By Natasha Carlson, Bemidji Field Crew Member / AmeriCorps Member


Work Life

I have been in the Conservation Corps (North District, Bemidji, MN) since June of 2022. I have worked a lot with invasive species. I have been able to backpack spray, killstick herbicide on a variety of invasive species such as buckthorn, honeysuckle, amur maple, siberian elm, paper birch and aspen. I also got to cut with a brush saw or chainsaw, sometimes silky (a small hand saw) and then spray the stump with herbicide. The herbicide that I have used in the past is Garlon 3A and Garlon 4 ultra. Spraying herbicide helps to kill these invasives. We typically remove them to make room for natives to grow, or to create a specific habitat like an oak savanna or a prairie, and sometimes it’s for both reasons. I have also girdled (we use these knives to strip the bark off to expose the wet wood) aspen trees. The reason being when we expose that layer it helps to kill colony species (plant/trees that are connected in an underground system) it will kill the whole system vs. just one plant it takes up to 10 years possibly more to kill the tree. When you clear that out it makes room for natives. We cut down dead trees and put them back in the forest. Sometimes we cut them so that we can carry them. When we do this it gets rid of a dangerous tree and it helps create a habitat and home sometimes food for some plants/trees/small animals.

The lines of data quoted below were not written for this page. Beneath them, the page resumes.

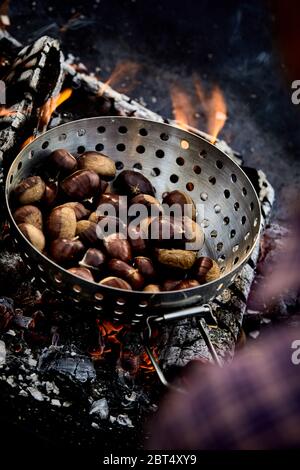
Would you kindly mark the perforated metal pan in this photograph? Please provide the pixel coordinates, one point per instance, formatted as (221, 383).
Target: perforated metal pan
(172, 159)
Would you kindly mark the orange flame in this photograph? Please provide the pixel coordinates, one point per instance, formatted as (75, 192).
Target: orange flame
(46, 111)
(123, 77)
(217, 113)
(27, 141)
(183, 108)
(50, 106)
(6, 112)
(214, 107)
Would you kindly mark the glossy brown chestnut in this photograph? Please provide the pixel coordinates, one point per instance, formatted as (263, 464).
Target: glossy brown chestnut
(145, 266)
(34, 235)
(152, 288)
(50, 194)
(82, 184)
(93, 259)
(114, 202)
(193, 234)
(81, 212)
(29, 215)
(61, 223)
(136, 240)
(65, 251)
(152, 204)
(170, 284)
(87, 232)
(206, 269)
(97, 162)
(116, 282)
(125, 271)
(63, 160)
(165, 231)
(132, 183)
(187, 284)
(181, 259)
(118, 247)
(183, 200)
(82, 272)
(30, 190)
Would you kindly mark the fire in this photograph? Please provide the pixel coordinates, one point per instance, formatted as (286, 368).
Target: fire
(183, 107)
(50, 106)
(45, 112)
(109, 341)
(212, 104)
(214, 107)
(27, 141)
(6, 111)
(217, 114)
(4, 18)
(123, 77)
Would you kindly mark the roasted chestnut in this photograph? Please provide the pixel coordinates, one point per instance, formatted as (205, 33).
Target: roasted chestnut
(127, 272)
(145, 266)
(50, 194)
(118, 247)
(93, 259)
(87, 231)
(62, 223)
(30, 190)
(112, 204)
(63, 160)
(173, 258)
(82, 184)
(116, 282)
(165, 231)
(184, 202)
(136, 240)
(81, 212)
(152, 288)
(186, 284)
(66, 251)
(151, 204)
(107, 225)
(132, 183)
(34, 235)
(29, 215)
(82, 272)
(206, 270)
(193, 234)
(170, 284)
(97, 162)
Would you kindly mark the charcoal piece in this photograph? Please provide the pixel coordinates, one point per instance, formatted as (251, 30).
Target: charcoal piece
(6, 312)
(77, 367)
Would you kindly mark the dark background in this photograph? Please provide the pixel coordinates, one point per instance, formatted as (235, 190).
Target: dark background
(249, 48)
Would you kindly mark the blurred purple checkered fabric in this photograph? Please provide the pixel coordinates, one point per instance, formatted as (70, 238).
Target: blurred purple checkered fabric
(253, 403)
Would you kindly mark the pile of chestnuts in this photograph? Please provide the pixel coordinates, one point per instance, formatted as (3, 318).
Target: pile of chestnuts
(61, 213)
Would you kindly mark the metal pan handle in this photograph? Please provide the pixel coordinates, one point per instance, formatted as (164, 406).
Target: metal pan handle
(206, 315)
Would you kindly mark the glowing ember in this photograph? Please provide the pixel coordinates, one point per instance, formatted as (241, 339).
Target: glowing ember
(6, 111)
(46, 111)
(27, 141)
(217, 113)
(111, 338)
(183, 107)
(123, 77)
(214, 107)
(50, 106)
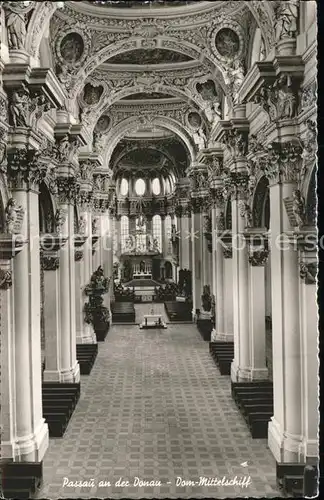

My yard where I cut and treat buckthorn.

Personal Life

I was already an outdoorsy person even before I joined the Conservation Corps. I have always wanted to help out in nature anyway I possibly could. I typically have my own garden. I start the seeds in the house and eventually plant them outside. I like to keep a couple of plants on my windowsill. I have a lot of trees, some are fruit bearing trees along with some bushes and shrubs. I maintain those and remove invasives myself. Because of the Conservation Corps I have been able to identify invasive species in my own yard. I have been basil barking (where you spray the bark all around the base of the woody species with herbicide) and cut and spray with herbicide. By removing these invasives, especially buckthorn, it has enabled the plum trees the light and nutrients that it needs to thrive and some other native can grow in their place. I typically keep the seeds and try to re-grow the seeds after they dry out.